Draußen flimmert ein Licht an einer Zapfsäule für Lkw-Diesel. Wackelkontakt. Die Szenerie hat einen Hauch von Spuk wie an einem Tatort im Horrorfilm. Einmal war der Horror bei Bernd sogar zu Gast: Vermummte mit Waffen stürmten Kriminelle die Tankstelle. Bernd griff alles, was um ihn herum lag, auch Chipstüten. Er jagte die Täter in die Flucht.
Bei Völksen sitzt ein Stammgast
Kurz vor 22 Uhr sagt ein Kunde „Moin“ und auf dem Weg zur Kasse „Chesterfield, die gelben“, während er in seinem Portemonnaie kramt. „Fünfmal“, ruft der Mann aus der Sitzecke. „Nö.

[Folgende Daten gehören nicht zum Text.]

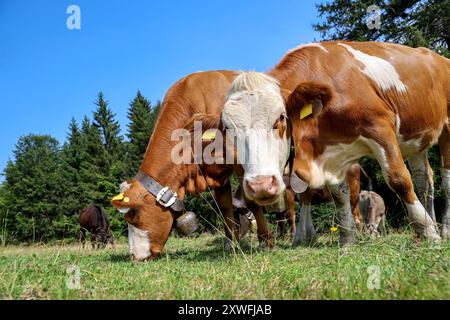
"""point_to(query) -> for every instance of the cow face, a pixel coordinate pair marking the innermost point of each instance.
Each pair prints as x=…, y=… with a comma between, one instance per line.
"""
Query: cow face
x=149, y=224
x=304, y=106
x=255, y=110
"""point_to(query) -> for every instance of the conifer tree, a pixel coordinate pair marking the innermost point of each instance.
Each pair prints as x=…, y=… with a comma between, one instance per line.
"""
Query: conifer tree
x=139, y=131
x=34, y=187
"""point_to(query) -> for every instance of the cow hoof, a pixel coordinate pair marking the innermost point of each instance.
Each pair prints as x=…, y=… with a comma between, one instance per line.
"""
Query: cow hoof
x=264, y=246
x=227, y=246
x=432, y=235
x=346, y=241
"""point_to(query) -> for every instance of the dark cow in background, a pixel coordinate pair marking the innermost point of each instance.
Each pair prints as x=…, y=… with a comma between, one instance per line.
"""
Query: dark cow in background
x=95, y=220
x=372, y=208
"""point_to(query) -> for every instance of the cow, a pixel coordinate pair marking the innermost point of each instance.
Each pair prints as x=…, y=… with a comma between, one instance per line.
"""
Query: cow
x=373, y=211
x=306, y=233
x=153, y=200
x=346, y=100
x=95, y=220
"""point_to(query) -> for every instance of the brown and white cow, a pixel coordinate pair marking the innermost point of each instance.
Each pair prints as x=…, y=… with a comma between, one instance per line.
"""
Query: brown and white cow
x=150, y=222
x=347, y=100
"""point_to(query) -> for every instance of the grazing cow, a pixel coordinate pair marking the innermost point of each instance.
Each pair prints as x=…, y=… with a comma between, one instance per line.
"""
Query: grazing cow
x=95, y=220
x=152, y=201
x=373, y=211
x=346, y=100
x=306, y=233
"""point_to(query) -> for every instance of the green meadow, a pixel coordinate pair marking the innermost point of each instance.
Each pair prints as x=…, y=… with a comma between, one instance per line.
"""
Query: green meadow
x=392, y=267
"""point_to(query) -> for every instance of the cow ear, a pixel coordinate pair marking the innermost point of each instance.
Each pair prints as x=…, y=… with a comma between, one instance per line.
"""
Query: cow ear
x=308, y=100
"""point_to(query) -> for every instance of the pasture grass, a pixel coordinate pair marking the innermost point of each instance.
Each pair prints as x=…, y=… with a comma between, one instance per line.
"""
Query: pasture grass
x=198, y=268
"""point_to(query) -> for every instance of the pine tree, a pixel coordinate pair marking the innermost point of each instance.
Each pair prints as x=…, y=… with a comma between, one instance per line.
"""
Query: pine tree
x=71, y=157
x=412, y=22
x=109, y=127
x=139, y=131
x=34, y=187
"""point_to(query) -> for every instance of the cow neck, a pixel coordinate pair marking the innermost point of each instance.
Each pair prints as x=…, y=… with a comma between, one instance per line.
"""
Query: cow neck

Wie viele hast du denn noch?“, fragt der Kunde Bernd. Er greift Bernd vorweg: „Gib mal fünfmal.“ Das schelmische Grinsen des Mannes in der Sitzecke sagt: Habe ich es doch gewusst.

Einfach vorbeischauen, schnacken, Zeitung lesen: Stammgast Henning aus Neukloster fühlt sich bei Völksen wohl. Foto: Thies Meyer
Das ist Hennings Grinsen. Der Gemüsebauer aus Neukloster ist Stammgast: „Bei der netten und charmanten Bedienung komme ich immer gerne.“ Er lächelt, er und Bernd schauen sich in die Augen. Bernd sagt nichts, bedankt sich für das Kompliment mit einem Lächeln. Bei Völksen genießt Henning zwei- bis dreimal die Woche die Atmosphäre und liest, was im Kreis Stade so los ist. „Völksen kann man immer hingehen“, sagt er und klingt wie ein Werbegesicht.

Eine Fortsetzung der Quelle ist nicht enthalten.